Indian Crypto Exchange Raises $135 million
Private equity frenzy in crypto has been a common theme across Weekly TLDR issues. This week, the headline fundraising news is that of Indian crypto exchange CoinDCX raising $135 million in a Series D funding round led by Pantera Capital and Steadview. This brings CoinDCX’s valuation to $2.15 billion. The round comes hot on the heels of a previous $90 million Series C that happened in August of last year, which valued the company at $1.1 billion. CoinDCX is now the highest valued crypto company in India and plans to significantly ramp up company size and accelerate product development. CoinDCX is one of many crypto exchange companies worldwide that have grown and flourished in their respective domestic markets. Most of them have raised massive war chests from private markets in the past couple years.
Louis Vuitton Releases NFTs
Louis Vuitton has launched free NFT rewards in their stand-alone mobile game Louis: The Game. The game, first launched in August 2021, brings players into a world where they can dress up an LV brand-inspired avatar and explore the world to collect postcards that teach the brand’s 200-year history. Players who collect enough free NFTs will have a chance to qualify for an NFT raffle that runs until August 4th.

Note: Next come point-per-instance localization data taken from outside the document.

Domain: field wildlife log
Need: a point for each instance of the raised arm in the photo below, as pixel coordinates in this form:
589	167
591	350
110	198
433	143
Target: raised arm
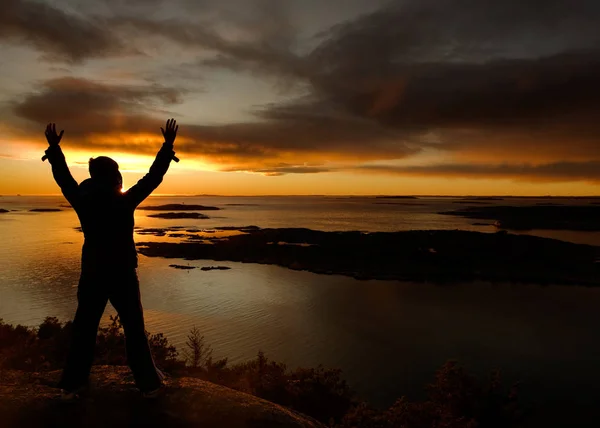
152	180
60	170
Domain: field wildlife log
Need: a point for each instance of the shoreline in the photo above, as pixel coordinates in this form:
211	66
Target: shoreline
438	256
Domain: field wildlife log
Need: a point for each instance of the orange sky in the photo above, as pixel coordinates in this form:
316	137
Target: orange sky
298	97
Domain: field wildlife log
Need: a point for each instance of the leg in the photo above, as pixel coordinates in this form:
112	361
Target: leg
91	303
125	297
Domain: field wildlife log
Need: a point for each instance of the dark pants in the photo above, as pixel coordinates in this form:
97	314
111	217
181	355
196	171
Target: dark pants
121	287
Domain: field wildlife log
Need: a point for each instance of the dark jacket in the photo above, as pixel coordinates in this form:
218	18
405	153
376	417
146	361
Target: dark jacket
106	215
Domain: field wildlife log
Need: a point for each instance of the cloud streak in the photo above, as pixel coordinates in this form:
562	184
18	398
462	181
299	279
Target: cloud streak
506	89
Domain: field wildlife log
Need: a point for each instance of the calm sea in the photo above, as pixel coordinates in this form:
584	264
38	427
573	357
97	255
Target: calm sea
388	337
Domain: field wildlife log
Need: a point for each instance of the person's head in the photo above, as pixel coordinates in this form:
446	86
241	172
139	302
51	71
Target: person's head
105	172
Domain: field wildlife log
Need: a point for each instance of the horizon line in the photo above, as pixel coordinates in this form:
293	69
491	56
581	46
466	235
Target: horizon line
347	195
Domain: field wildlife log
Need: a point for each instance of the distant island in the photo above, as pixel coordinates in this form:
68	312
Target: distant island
172	216
433	256
396	197
552	217
178	207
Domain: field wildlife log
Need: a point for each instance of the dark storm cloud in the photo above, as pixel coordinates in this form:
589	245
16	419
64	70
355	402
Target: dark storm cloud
559	171
498	82
88	110
59	34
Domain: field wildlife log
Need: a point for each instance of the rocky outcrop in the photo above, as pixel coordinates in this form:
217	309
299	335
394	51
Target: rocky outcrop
30	400
433	255
549	217
178	207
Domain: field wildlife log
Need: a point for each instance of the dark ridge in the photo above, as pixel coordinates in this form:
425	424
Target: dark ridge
471	202
207	268
553	217
408	204
240	228
171	216
183	267
435	256
178	207
483	198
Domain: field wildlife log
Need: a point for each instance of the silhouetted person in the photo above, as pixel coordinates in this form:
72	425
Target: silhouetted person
109	260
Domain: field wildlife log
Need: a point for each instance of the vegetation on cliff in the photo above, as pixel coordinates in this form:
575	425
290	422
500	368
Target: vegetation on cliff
455	399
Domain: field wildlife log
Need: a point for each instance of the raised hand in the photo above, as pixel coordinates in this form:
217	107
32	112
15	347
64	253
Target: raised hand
171	132
51	135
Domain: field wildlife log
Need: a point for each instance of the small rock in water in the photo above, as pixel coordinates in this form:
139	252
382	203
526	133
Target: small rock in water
183	267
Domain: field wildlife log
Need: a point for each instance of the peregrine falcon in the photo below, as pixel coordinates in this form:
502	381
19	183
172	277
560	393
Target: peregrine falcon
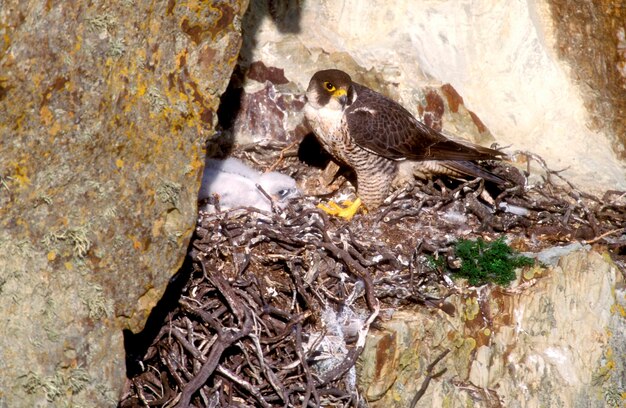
235	184
379	139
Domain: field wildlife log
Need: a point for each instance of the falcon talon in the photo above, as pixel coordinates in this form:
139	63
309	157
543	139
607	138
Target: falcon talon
347	212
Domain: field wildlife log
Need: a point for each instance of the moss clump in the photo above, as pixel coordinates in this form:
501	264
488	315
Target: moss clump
488	262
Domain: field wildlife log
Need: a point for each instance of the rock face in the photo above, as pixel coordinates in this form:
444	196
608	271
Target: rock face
104	110
556	340
522	68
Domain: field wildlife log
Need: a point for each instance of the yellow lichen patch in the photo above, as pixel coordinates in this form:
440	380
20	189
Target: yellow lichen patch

LV’s incursion into NFTs is another signal in a broader trend of growing NFT interest among global luxury brands. For example, Gucci launched their SUPERGUCCI NFT collection just a couple months ago and is already planning their next NFT partnership with 10KTF to create a virtual floating “New Tokyo” world powered by a new NFT collection called Gucci Grail. It’s unclear where this burgeoning love for NFTs among luxury brands will head (they’re definitely seeing this as just an interesting experiment) but it’ll certainly set the tone for corporate adoption of NFTs moving forward.
Gucci’s CMO Robert Triefus had this to say about NFTs in a recent interview: “When it comes to NFTs, it’s going to require a lot more time to understand what they represent in terms of customer experience or value-add… But you’ve seen a significant number of brands within the sector saying, okay, we believe that NFTs have relevance, we’re not 100 percent sure yet what that relevance is but we’re going to pilot [this], we’re going to experiment and have some learnings and insights as a result.”